Society is a cluster of events relating to the interaction of individuals and individuals are clusters of events focused on the maintenance of the individual's life. Both, in my opinion, are responding directly to the results of previous related events just as litmus paper turns red on contact with an acid or blue for alkaline.
Society has no thinking capacity of it's own but rather is the reflection of the individual's interactions. And, at the risk of becoming tedious, the individuals themselves may actually be guided by the dictates of their ten trillion+ cells dutifully caring out the instructions each received from their DNA.

So, as you can see, I'm setting up a deterministic scenario and in so doing, will suggest that perhaps most, if not all, events are occurring in accordance to certain physical potentials and that the role of human free may not be involved at all, or, if so, to a lessor degree than is generally believed.

What does this have to do with my original question about why humans seem to be making choices that aren't based on realistic, objective observations? The obvious partial answer is that their perceptions are somehow being "tricked" causing them to behave illogically. There are many common example of this such as the responses of cocaine users, over-eaters, and smokers. In each of these practices, the users have a good feeling as the partake but ultimately it is shown that they are unhealthy things to do.

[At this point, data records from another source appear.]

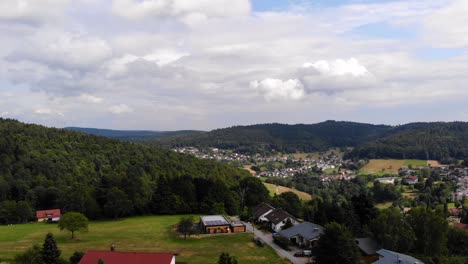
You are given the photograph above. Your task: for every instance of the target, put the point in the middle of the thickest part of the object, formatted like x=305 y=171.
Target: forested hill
x=437 y=140
x=281 y=137
x=43 y=168
x=131 y=135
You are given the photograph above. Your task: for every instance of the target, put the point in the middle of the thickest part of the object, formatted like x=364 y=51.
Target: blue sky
x=177 y=64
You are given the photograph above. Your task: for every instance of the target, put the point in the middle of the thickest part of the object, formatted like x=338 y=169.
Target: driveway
x=268 y=239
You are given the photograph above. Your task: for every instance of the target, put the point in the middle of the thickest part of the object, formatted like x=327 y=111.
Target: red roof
x=116 y=257
x=461 y=226
x=52 y=213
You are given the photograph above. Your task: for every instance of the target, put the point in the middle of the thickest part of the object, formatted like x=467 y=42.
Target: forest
x=44 y=168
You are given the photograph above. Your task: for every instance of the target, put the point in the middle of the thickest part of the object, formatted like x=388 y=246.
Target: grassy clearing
x=382 y=206
x=389 y=166
x=416 y=163
x=147 y=234
x=281 y=189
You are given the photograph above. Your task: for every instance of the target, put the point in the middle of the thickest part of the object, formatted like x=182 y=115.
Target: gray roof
x=277 y=216
x=391 y=257
x=368 y=245
x=214 y=220
x=306 y=230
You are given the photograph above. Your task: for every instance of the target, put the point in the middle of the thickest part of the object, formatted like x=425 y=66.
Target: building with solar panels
x=219 y=224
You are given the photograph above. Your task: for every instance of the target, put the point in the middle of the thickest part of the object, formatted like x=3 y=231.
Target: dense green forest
x=266 y=138
x=43 y=168
x=437 y=141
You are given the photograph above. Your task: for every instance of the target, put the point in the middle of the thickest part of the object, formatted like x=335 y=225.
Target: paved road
x=268 y=238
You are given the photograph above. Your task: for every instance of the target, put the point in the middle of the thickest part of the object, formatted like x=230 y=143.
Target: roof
x=368 y=245
x=306 y=230
x=391 y=257
x=277 y=216
x=461 y=226
x=214 y=220
x=114 y=257
x=52 y=213
x=262 y=209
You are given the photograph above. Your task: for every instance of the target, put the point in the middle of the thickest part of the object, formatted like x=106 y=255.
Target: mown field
x=146 y=234
x=389 y=166
x=276 y=189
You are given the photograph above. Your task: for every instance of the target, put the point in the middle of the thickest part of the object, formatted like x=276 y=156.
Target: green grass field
x=147 y=234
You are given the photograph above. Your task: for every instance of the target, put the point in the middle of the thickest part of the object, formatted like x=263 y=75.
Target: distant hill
x=427 y=141
x=281 y=137
x=44 y=168
x=131 y=135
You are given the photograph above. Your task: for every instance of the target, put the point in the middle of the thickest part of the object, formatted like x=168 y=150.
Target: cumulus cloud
x=88 y=98
x=120 y=109
x=447 y=27
x=64 y=50
x=31 y=11
x=273 y=89
x=184 y=9
x=48 y=111
x=338 y=67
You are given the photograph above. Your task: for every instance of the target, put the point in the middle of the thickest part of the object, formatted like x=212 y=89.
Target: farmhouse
x=220 y=224
x=305 y=234
x=113 y=257
x=278 y=218
x=52 y=215
x=261 y=210
x=387 y=257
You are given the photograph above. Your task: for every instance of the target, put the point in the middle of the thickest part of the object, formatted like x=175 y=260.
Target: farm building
x=52 y=215
x=261 y=210
x=220 y=224
x=389 y=257
x=113 y=257
x=278 y=218
x=305 y=234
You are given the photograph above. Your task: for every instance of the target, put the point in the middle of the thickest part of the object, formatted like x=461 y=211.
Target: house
x=412 y=180
x=261 y=210
x=52 y=215
x=391 y=257
x=368 y=246
x=114 y=257
x=237 y=227
x=305 y=234
x=278 y=218
x=215 y=224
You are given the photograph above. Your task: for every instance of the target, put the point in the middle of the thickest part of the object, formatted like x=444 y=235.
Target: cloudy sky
x=204 y=64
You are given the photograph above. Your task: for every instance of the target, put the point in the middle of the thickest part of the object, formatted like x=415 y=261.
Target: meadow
x=140 y=234
x=389 y=166
x=276 y=189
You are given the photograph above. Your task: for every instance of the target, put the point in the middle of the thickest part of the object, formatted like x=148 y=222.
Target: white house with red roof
x=52 y=215
x=115 y=257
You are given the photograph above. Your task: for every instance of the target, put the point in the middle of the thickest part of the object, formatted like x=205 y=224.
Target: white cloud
x=120 y=109
x=88 y=98
x=338 y=67
x=447 y=27
x=185 y=9
x=48 y=111
x=31 y=11
x=273 y=89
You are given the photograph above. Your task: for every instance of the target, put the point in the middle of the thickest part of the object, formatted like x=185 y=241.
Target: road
x=268 y=239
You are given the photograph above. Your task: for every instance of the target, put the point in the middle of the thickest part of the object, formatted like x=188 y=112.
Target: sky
x=206 y=64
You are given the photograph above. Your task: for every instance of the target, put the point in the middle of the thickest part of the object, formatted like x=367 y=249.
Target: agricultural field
x=142 y=234
x=389 y=166
x=276 y=189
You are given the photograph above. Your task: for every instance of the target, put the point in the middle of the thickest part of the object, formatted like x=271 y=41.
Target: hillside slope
x=436 y=140
x=281 y=137
x=50 y=168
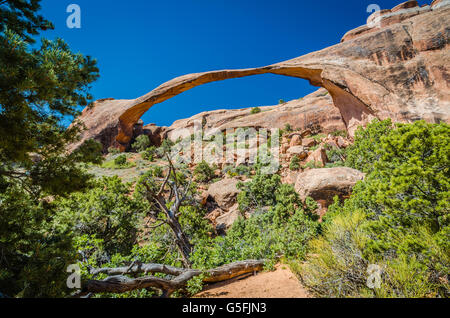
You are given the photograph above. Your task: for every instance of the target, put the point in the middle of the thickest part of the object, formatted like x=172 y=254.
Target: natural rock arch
x=352 y=109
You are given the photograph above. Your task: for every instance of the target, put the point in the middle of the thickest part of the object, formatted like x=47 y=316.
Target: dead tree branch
x=119 y=283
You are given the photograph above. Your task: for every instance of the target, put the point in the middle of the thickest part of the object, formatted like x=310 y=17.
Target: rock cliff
x=398 y=69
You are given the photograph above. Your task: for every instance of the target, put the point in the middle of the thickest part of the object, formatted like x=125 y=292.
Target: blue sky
x=139 y=44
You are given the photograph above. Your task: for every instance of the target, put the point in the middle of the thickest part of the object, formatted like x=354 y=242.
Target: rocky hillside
x=398 y=70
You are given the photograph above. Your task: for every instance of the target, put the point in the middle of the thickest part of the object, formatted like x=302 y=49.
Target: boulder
x=296 y=140
x=299 y=151
x=223 y=192
x=225 y=221
x=325 y=183
x=308 y=142
x=342 y=142
x=319 y=156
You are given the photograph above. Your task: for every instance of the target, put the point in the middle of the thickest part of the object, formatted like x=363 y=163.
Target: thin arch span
x=353 y=110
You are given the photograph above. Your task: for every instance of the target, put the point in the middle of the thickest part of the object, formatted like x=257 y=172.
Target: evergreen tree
x=41 y=87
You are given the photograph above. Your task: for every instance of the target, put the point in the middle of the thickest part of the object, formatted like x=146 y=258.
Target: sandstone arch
x=398 y=71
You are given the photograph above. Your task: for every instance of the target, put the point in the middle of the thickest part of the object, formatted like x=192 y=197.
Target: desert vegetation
x=142 y=224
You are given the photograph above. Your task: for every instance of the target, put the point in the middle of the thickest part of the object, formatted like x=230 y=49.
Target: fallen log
x=119 y=283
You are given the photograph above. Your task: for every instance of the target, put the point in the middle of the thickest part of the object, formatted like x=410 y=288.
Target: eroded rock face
x=398 y=71
x=315 y=109
x=325 y=183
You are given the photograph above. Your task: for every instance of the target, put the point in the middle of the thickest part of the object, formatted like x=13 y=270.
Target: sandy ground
x=280 y=283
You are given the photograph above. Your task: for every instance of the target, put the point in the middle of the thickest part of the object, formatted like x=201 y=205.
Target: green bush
x=362 y=154
x=287 y=128
x=107 y=211
x=120 y=160
x=141 y=144
x=262 y=236
x=203 y=172
x=255 y=110
x=259 y=191
x=398 y=218
x=149 y=154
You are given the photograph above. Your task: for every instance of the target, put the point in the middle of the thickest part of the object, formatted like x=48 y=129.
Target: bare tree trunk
x=183 y=244
x=120 y=283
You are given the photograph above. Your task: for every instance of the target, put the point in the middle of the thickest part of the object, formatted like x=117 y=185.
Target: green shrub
x=255 y=110
x=362 y=154
x=203 y=172
x=106 y=211
x=120 y=160
x=295 y=163
x=287 y=128
x=262 y=236
x=397 y=218
x=149 y=154
x=259 y=191
x=141 y=144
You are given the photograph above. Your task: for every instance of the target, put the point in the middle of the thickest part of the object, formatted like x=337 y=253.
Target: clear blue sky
x=139 y=44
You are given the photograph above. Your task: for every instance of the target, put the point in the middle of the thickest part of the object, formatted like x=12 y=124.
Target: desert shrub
x=106 y=210
x=203 y=172
x=240 y=170
x=318 y=138
x=287 y=128
x=342 y=133
x=295 y=163
x=259 y=191
x=362 y=154
x=141 y=143
x=259 y=237
x=165 y=148
x=336 y=156
x=255 y=110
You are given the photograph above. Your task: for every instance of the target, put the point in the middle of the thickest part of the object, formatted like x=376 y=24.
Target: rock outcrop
x=325 y=183
x=398 y=71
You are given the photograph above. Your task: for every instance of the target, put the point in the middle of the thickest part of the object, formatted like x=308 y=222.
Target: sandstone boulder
x=325 y=183
x=318 y=156
x=299 y=151
x=296 y=140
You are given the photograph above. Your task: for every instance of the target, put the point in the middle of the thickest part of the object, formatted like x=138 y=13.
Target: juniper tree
x=42 y=86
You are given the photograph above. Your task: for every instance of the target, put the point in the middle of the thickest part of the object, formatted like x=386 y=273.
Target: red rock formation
x=398 y=71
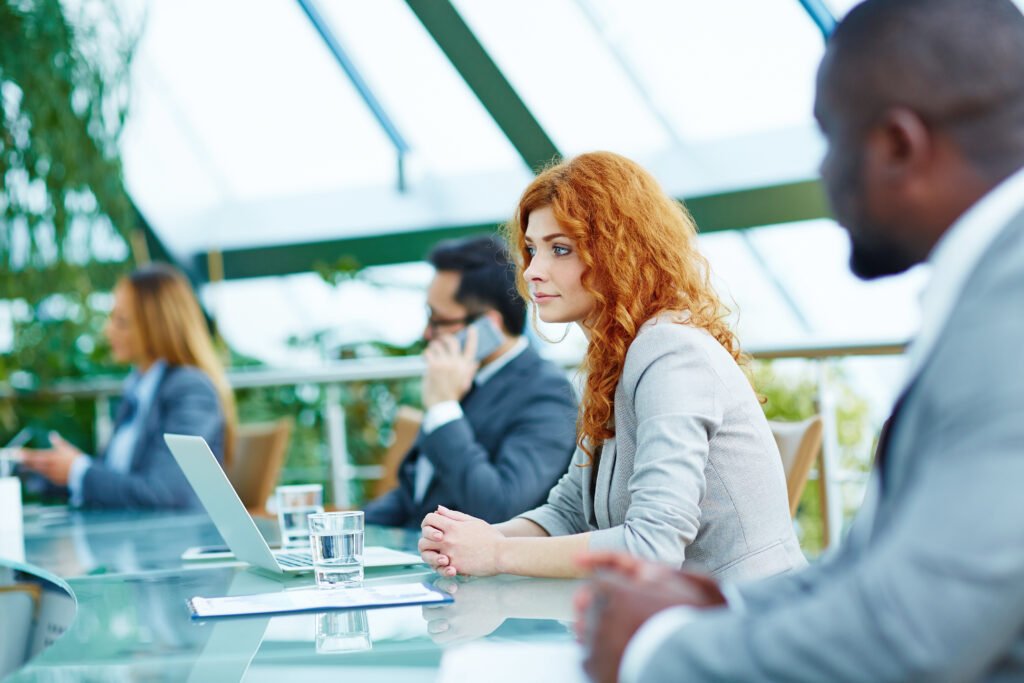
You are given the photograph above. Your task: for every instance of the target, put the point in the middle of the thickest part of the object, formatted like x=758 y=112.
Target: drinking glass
x=337 y=548
x=294 y=506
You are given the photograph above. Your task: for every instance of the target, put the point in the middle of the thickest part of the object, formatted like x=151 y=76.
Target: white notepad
x=314 y=599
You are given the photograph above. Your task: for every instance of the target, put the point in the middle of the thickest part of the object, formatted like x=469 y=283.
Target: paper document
x=315 y=599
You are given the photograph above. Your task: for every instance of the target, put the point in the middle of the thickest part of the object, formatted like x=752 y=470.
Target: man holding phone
x=500 y=422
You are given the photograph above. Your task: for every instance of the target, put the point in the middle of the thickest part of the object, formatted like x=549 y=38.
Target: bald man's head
x=957 y=63
x=922 y=102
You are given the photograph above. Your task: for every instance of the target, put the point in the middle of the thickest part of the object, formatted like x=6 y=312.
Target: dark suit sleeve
x=391 y=509
x=186 y=403
x=529 y=459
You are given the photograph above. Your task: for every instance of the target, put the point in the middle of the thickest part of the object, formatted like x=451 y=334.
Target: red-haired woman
x=675 y=460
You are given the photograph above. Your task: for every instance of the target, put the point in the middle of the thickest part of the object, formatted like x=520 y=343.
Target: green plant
x=65 y=215
x=791 y=392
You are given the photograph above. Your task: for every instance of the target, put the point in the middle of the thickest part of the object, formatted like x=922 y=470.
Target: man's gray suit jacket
x=501 y=458
x=932 y=589
x=185 y=402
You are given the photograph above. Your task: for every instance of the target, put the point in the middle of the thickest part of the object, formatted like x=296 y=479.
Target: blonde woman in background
x=177 y=385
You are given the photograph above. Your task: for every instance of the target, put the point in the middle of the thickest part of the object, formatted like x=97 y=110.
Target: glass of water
x=294 y=506
x=337 y=548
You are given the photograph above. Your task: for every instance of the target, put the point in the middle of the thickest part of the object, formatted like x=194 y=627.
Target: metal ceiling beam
x=340 y=55
x=732 y=210
x=820 y=14
x=480 y=73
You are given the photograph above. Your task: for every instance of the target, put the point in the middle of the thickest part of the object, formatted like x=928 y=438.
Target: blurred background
x=298 y=158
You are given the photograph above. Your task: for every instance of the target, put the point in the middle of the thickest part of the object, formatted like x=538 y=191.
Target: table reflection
x=34 y=613
x=483 y=606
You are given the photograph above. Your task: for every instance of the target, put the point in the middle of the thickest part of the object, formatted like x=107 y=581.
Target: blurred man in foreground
x=922 y=102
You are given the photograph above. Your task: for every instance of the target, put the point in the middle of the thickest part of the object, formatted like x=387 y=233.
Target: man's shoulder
x=532 y=364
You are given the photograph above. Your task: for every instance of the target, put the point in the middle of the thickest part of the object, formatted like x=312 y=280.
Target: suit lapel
x=141 y=451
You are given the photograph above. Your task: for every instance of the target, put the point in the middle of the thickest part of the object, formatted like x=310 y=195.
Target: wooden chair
x=259 y=455
x=406 y=426
x=800 y=444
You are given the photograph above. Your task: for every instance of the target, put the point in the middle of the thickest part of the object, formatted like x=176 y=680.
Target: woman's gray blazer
x=692 y=472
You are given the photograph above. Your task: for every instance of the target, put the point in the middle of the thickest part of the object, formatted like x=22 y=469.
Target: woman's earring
x=537 y=329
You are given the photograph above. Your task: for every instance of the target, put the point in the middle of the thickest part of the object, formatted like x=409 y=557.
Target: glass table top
x=132 y=622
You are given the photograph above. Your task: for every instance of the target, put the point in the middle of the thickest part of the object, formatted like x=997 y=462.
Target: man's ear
x=901 y=146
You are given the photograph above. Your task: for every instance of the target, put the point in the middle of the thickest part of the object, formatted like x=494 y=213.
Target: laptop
x=237 y=526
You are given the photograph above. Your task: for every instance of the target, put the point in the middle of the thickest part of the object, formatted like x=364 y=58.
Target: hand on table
x=625 y=593
x=455 y=543
x=53 y=463
x=450 y=369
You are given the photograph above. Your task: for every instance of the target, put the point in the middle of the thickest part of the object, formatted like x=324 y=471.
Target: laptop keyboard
x=294 y=559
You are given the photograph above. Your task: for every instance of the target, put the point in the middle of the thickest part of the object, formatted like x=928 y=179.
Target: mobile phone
x=488 y=337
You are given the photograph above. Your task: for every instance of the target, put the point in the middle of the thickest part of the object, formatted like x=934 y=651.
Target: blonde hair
x=171 y=327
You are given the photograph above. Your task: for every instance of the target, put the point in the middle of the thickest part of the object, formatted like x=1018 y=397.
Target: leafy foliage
x=791 y=392
x=65 y=215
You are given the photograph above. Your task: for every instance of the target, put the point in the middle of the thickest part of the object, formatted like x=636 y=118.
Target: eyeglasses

The natural desires of religious people are no different than those of the most liberal and enlightened people. In particular they want to explore their spiritual side in order to achieve a sense of Harmony or oneness with the Universe. I believe that their first wrong turn was to believe that the quest for one's spirituality must be in conjunction with organized religion. Once that false step is taken, they run the risk of being influenced by others who have hidden agenda. The first task of the "others" is to train the novitiate to disregard the natural, objective cognitive processes. Once that task has been completed, the novitiate is a "mental stem cell", ready to be programmed for the "other's" benefit.

To continue this line of reasoning to some satisfactory conclusion would require more space than is appropriate for this venue. I hope that I was clear enough to make the point that the best chances for improving human behavior may be to identify the "others", the ones who are training our brothers and sisters to be "robots" to the "other's" causes and having identified them, attack them with
furious fusillades of beautiful, unifying and powerful logic, overwhelming their disingenuous ,unwholesome and greedy, destructive plots.